“When what you think, feel, say, and do are all the same, you're in alignment -and that’s where the magic happens.” — Jillienne Bradford
Messy healing. Loud truth. Welcome to the lab.
(You don’t need to have it all together. You just need to show up.) 💜
Live Your Truth Lab is more than a website.
It’s a living, breathing space for healing, self-discovery, creativity, growth, and honest conversations.
This is not the polished version of healing.
This is the real version.
The nervous-system-overloaded version.
The crying-in-the-car version.
The laughing-through-the-trauma version.
The “I’m trying my best” version.
Here, we explore psychology, neuroscience, trauma, identity, emotions, relationships, music, humor, and personal growth through interactive tools, reflections, storytelling, community conversations, creative projects, and real-life experiences.
Because healing isn’t something you just read about.
It’s something you live through.
🎭 This space blends deep healing with humanity.
We believe growth can look like therapy, journaling, playlists, dark humor, boundaries, grief, nervous system regulation, uncomfortable truths, and finally saying the thing you were never allowed to say out loud.
🌎 This is a space for the misfits, seekers, overthinkers, survivors, deep feelers, and truth-tellers.

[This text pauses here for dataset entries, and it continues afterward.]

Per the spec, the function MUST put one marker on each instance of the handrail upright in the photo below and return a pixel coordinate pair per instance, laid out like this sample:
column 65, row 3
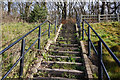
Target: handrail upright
column 22, row 60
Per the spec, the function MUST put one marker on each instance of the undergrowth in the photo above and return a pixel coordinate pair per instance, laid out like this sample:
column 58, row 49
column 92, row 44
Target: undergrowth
column 110, row 33
column 13, row 31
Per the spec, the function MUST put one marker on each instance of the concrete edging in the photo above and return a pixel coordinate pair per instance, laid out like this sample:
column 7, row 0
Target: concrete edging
column 86, row 62
column 34, row 69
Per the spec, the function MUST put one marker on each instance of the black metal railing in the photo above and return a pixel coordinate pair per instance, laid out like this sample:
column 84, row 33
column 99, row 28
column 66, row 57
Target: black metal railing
column 101, row 66
column 23, row 52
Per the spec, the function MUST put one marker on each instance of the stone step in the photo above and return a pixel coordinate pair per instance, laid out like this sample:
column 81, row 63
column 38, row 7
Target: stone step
column 57, row 62
column 51, row 56
column 69, row 52
column 66, row 45
column 52, row 78
column 75, row 72
column 64, row 48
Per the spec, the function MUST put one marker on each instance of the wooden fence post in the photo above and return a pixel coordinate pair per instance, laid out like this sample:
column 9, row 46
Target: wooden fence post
column 118, row 16
column 98, row 17
column 81, row 17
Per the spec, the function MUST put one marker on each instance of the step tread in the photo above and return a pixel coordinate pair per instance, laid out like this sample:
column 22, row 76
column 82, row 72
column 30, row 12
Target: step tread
column 57, row 62
column 61, row 70
column 63, row 57
column 53, row 78
column 69, row 45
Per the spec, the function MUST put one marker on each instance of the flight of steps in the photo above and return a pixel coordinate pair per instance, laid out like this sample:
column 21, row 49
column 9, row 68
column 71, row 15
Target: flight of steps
column 63, row 61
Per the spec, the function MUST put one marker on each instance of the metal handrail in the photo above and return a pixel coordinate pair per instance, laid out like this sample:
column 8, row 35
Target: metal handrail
column 101, row 65
column 108, row 49
column 21, row 58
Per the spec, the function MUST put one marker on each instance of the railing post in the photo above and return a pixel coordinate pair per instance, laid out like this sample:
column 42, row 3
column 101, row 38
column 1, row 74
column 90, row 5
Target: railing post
column 100, row 70
column 78, row 25
column 39, row 36
column 89, row 44
column 55, row 27
column 49, row 31
column 82, row 30
column 22, row 60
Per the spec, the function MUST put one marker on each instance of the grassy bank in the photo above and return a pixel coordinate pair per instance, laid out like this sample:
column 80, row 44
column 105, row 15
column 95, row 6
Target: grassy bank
column 13, row 31
column 110, row 33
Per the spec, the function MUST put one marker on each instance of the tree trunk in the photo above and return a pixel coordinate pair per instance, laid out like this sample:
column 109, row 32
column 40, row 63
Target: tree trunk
column 64, row 11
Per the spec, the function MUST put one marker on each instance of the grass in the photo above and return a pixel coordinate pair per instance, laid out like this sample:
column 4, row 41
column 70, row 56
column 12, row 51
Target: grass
column 110, row 33
column 13, row 31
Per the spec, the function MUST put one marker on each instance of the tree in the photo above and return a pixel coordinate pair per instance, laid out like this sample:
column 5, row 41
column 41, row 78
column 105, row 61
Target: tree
column 39, row 13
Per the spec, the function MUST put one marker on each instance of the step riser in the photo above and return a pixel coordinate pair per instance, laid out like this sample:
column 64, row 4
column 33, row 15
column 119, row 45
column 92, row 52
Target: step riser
column 75, row 72
column 65, row 52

You do not need to be fully healed to belong here.
You just need to be real.
Where the Magic Happened
My Bedroom Became My Sanctuary
Ironically… the magic happened in the same room where I almost disappeared.
My bedroom became my therapy office.
My classroom.
My grief chamber.
My nervous system recovery unit.
My rebirth.
Because the truth is:
Therapy helped.
Medication helped.
But neither one climbed inside my life and changed it for me.
The grief stayed.
The trauma stayed.
And the emptiness still echoed through the walls at night.
Until one day, I realized something terrifying and freeing at the same time:
“I was the one I had been waiting for.”
So I stopped waiting for permission.
Stopped begging to be understood.
Stopped shrinking myself to make other people comfortable.
And I started telling the truth.
My truth.
Loudly. Messily. Publicly.
My Facebook page became my journal, my manifestation board, my scream into the void, and eventually… my lighthouse.
Some days it was a breakdown.
Some days it was a breakthrough.
Most days it was both at the same time.
And somewhere between the late-night posts, the music blasting through speakers, the psychology rabbit holes, the tears, the dark humor, and the tiny moments of self-awareness…
my bedroom stopped feeling like a prison.